2018年は機関投資家による「空売り」の年だった。

この状況でGPIFはどのように資産運用をしている?

GPIF(年金積立金管理運用独立行政法人)は、みなさんの年金の運用を行っている機関です。

みなさんの年金約160兆円を運用しているわけですから、ハイリスクな投資を行なって失敗するわけにはいきません。堅実な投資を行う機関です。

よってGPIFのポートフォリオは、ディフェンシブ運用を行う上で、一つの指標になります。

ここで、GPIFが公表している、平成30年9月末時点でのポートフォリオを確認してみましょう。

引用:GPIF 最新の運用状況

なお、GPIFの基本ポートフォリオは、国内債券35%(±10%)、国内株式25%(±9%)、外国債券15%(±4%)、外国株式25%(±8%)です。

直近では外国株式の比率が最も多い(微量ですが)というのは面白いですね。乱暴な言い方をすると日本の年金は、約4割が海外資産で運用されているということです。

GPIFのポートフォリオは、個人投資家も参考にすべきところがあるので、もし日本株しかもっていないという方は、海外資産もポートフォリオに加えるべきと言えます。

日本最大級の投資機関も、海外資産でポートフォリオを構成している。

2019年の展望

目先は日経平均2万円前後の攻防が続く可能性が高いですが、仮に2018年中に2万円を下回ってくると、投資家心理は相当冷え込んでくると予想されます。

現在は日銀のETF買い支えでなんとか2万円が保たれている状況です。
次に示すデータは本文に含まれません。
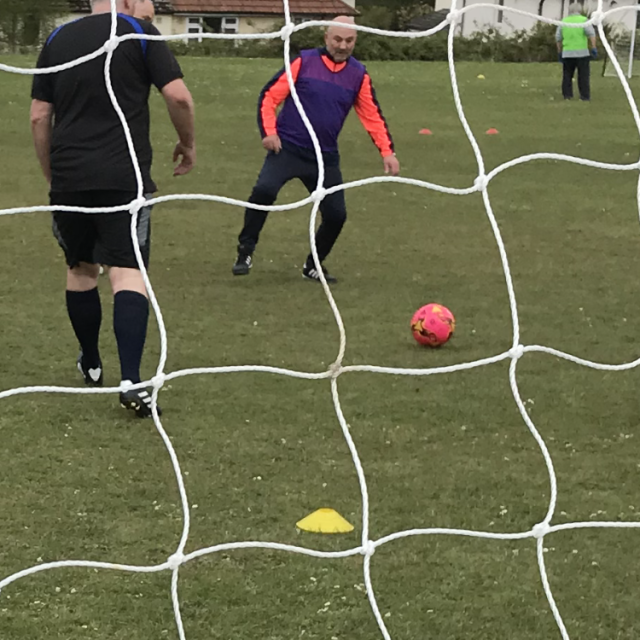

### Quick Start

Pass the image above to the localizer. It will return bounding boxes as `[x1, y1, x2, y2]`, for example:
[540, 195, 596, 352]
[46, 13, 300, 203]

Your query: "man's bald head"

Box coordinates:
[133, 0, 156, 22]
[91, 0, 139, 16]
[324, 16, 358, 62]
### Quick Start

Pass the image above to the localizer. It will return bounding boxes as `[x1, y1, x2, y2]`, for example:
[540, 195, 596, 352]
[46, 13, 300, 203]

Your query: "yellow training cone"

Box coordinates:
[296, 509, 353, 533]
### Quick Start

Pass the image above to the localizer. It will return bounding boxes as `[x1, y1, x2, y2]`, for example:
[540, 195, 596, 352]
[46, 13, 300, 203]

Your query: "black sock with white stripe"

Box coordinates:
[67, 287, 102, 368]
[113, 291, 149, 384]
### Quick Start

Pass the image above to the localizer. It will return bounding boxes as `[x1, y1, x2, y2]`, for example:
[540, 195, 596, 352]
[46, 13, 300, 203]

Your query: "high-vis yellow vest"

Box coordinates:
[562, 16, 589, 51]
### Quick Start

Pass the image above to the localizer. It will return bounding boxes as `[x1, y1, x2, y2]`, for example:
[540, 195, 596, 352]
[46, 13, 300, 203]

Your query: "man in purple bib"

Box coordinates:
[233, 16, 400, 283]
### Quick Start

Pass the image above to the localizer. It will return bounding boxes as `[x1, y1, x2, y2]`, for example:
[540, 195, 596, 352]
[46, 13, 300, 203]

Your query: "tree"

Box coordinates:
[0, 0, 69, 52]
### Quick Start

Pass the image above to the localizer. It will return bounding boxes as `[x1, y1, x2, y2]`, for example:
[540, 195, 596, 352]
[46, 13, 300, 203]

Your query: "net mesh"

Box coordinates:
[0, 0, 640, 640]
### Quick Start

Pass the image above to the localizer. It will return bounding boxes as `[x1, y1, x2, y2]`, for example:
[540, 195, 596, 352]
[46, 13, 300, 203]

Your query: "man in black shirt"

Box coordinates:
[31, 0, 196, 417]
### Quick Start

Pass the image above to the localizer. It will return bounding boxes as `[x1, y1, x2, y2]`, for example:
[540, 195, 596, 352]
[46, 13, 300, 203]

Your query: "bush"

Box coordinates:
[172, 23, 592, 62]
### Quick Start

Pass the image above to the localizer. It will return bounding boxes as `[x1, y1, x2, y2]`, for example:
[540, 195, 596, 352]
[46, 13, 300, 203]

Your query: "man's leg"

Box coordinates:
[576, 57, 591, 101]
[66, 262, 102, 386]
[562, 58, 576, 100]
[304, 166, 347, 282]
[96, 195, 161, 418]
[109, 267, 149, 384]
[233, 149, 303, 275]
[51, 198, 102, 386]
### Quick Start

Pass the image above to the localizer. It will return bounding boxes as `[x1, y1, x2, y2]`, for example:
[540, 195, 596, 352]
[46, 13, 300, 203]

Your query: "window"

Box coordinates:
[187, 18, 202, 42]
[221, 18, 240, 33]
[202, 16, 240, 33]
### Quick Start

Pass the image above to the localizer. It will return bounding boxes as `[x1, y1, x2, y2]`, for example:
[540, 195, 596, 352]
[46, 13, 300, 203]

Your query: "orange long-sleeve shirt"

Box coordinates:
[258, 53, 394, 157]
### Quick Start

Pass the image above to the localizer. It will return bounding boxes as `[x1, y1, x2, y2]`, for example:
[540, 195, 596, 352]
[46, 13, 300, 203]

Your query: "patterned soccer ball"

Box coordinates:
[411, 303, 456, 347]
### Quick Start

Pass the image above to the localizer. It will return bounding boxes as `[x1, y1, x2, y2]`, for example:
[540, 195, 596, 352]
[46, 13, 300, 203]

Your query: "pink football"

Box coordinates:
[411, 302, 456, 347]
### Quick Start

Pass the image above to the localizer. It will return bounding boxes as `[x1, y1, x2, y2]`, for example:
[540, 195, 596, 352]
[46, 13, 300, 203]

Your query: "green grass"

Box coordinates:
[0, 58, 640, 640]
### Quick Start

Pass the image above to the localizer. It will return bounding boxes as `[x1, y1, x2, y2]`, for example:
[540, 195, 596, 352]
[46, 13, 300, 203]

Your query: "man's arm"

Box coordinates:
[161, 79, 196, 176]
[31, 99, 53, 186]
[354, 73, 400, 176]
[584, 25, 598, 59]
[258, 58, 302, 153]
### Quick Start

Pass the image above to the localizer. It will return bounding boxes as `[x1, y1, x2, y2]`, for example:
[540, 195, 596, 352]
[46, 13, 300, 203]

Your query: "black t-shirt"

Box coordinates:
[31, 13, 183, 193]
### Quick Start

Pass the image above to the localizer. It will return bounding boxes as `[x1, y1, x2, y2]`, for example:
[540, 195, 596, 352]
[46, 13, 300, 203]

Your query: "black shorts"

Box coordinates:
[50, 191, 152, 269]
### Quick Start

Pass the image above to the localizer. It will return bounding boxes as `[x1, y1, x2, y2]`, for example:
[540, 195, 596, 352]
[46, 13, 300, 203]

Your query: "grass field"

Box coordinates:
[0, 58, 640, 640]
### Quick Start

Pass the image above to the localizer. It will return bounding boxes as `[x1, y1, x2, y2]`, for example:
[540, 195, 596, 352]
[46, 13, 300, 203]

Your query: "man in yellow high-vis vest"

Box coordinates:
[556, 2, 598, 100]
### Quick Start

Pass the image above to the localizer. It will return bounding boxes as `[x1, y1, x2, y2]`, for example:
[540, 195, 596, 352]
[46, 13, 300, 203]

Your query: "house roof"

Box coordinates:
[171, 0, 358, 16]
[69, 0, 358, 17]
[407, 9, 449, 31]
[69, 0, 173, 14]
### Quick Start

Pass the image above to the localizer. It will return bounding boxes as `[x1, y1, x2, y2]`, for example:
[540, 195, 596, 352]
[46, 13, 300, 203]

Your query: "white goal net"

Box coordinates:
[0, 0, 640, 640]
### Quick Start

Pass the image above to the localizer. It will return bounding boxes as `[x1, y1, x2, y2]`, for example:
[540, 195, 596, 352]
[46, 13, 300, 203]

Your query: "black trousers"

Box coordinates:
[562, 56, 591, 100]
[238, 148, 347, 262]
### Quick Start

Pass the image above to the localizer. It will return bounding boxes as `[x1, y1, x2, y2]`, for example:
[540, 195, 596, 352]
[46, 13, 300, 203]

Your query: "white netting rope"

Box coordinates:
[0, 0, 640, 640]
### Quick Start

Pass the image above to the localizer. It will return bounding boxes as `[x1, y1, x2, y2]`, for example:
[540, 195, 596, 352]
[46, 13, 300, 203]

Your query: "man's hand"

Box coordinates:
[262, 133, 282, 153]
[382, 155, 400, 176]
[173, 142, 196, 176]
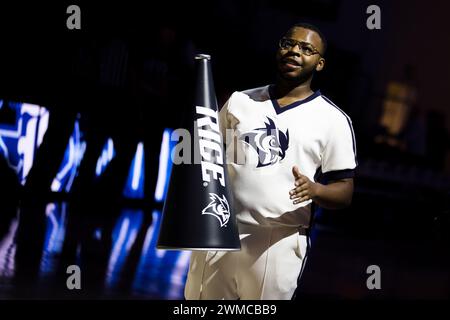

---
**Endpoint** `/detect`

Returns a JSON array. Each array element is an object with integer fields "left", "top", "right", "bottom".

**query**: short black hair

[{"left": 287, "top": 22, "right": 328, "bottom": 56}]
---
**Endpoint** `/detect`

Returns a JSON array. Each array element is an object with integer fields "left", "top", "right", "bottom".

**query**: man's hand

[
  {"left": 289, "top": 166, "right": 319, "bottom": 204},
  {"left": 289, "top": 166, "right": 353, "bottom": 209}
]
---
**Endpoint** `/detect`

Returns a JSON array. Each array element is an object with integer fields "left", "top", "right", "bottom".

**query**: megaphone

[{"left": 157, "top": 54, "right": 241, "bottom": 250}]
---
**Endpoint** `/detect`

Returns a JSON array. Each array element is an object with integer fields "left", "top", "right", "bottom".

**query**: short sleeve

[{"left": 321, "top": 114, "right": 357, "bottom": 180}]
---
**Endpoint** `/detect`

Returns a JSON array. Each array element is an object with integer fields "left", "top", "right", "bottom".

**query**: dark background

[{"left": 0, "top": 0, "right": 450, "bottom": 299}]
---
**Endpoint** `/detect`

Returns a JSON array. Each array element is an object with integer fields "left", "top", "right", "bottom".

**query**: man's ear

[{"left": 316, "top": 58, "right": 325, "bottom": 71}]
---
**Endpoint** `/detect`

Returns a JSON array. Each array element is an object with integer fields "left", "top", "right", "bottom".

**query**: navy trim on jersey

[
  {"left": 322, "top": 95, "right": 358, "bottom": 165},
  {"left": 323, "top": 169, "right": 355, "bottom": 181},
  {"left": 269, "top": 85, "right": 321, "bottom": 114},
  {"left": 314, "top": 167, "right": 355, "bottom": 184}
]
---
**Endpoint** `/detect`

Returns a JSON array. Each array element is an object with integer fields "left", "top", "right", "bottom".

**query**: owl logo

[
  {"left": 239, "top": 117, "right": 289, "bottom": 168},
  {"left": 202, "top": 193, "right": 230, "bottom": 227}
]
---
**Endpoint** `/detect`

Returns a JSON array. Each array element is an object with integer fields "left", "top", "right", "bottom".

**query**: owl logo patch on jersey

[
  {"left": 202, "top": 193, "right": 230, "bottom": 227},
  {"left": 239, "top": 117, "right": 289, "bottom": 168}
]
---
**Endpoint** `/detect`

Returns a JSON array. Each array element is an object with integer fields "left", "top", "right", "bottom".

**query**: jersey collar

[{"left": 269, "top": 85, "right": 321, "bottom": 114}]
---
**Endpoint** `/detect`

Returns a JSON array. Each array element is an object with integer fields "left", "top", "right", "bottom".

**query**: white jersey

[{"left": 220, "top": 86, "right": 357, "bottom": 227}]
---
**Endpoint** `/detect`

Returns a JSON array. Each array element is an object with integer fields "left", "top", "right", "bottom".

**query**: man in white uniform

[{"left": 185, "top": 24, "right": 357, "bottom": 300}]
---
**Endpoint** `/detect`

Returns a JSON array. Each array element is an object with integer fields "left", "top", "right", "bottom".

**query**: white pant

[{"left": 184, "top": 224, "right": 307, "bottom": 300}]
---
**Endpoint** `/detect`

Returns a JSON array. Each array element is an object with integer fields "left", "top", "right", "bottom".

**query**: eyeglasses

[{"left": 278, "top": 38, "right": 322, "bottom": 56}]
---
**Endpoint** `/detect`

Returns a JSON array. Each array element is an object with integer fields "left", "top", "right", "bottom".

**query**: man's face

[{"left": 276, "top": 28, "right": 325, "bottom": 82}]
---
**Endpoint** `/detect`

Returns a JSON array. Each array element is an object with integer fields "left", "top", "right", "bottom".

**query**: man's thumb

[{"left": 292, "top": 166, "right": 302, "bottom": 178}]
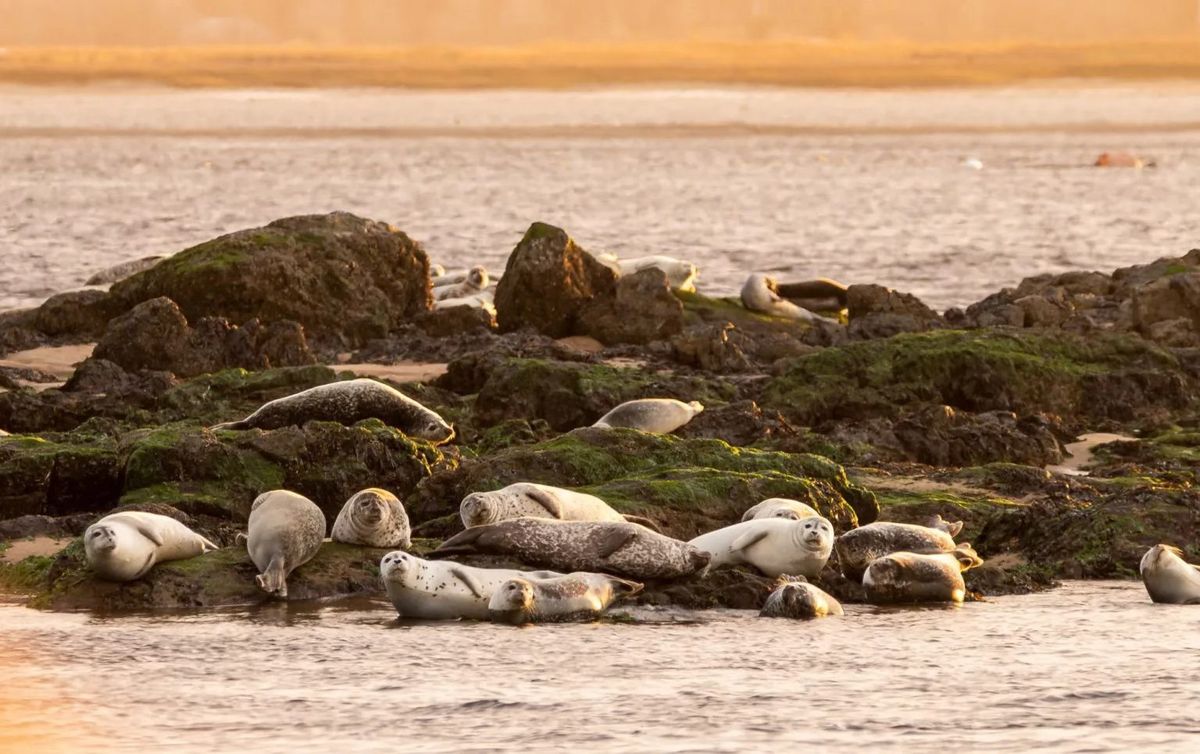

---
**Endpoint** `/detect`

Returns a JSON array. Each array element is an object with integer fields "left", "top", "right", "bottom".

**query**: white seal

[
  {"left": 1139, "top": 545, "right": 1200, "bottom": 605},
  {"left": 487, "top": 573, "right": 642, "bottom": 624},
  {"left": 592, "top": 397, "right": 704, "bottom": 435},
  {"left": 330, "top": 487, "right": 413, "bottom": 550},
  {"left": 83, "top": 510, "right": 217, "bottom": 581},
  {"left": 688, "top": 516, "right": 833, "bottom": 576},
  {"left": 379, "top": 551, "right": 563, "bottom": 621}
]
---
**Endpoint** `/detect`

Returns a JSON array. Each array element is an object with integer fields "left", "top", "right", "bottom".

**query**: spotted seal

これを上回る売り(空売り)が出てくると、個人投資家の間にも不安が生じ、さらなる売りにつながる可能性が出てきます。

2019年も引き続き、売り方優勢になると僕は予想しています。現在日本株を購入しているのは、実質的に日本人のみだからです。

ですが、投資妙味が全くないかと言われると、そうではないと思います。

もし現時点で株を購入するのであれば、業績は最高益なのに株価が下がっている、高配当銘柄でしょうね。

特に前述の東京エレクトロンなどは、株価の値下がりにより配当利回りが高くなっており、12月21日の時点で年5.76%の高配当です。

来年1年間ではなく、今後2〜5年のスパンで資産を形成したいということであれば、日本株はまだまだおすすめできます。

ただし、底値を見極めることも難しくなっている相場なので、「下がったから買いだな」という短絡的な思考では、短期的には損をする可能性もあります。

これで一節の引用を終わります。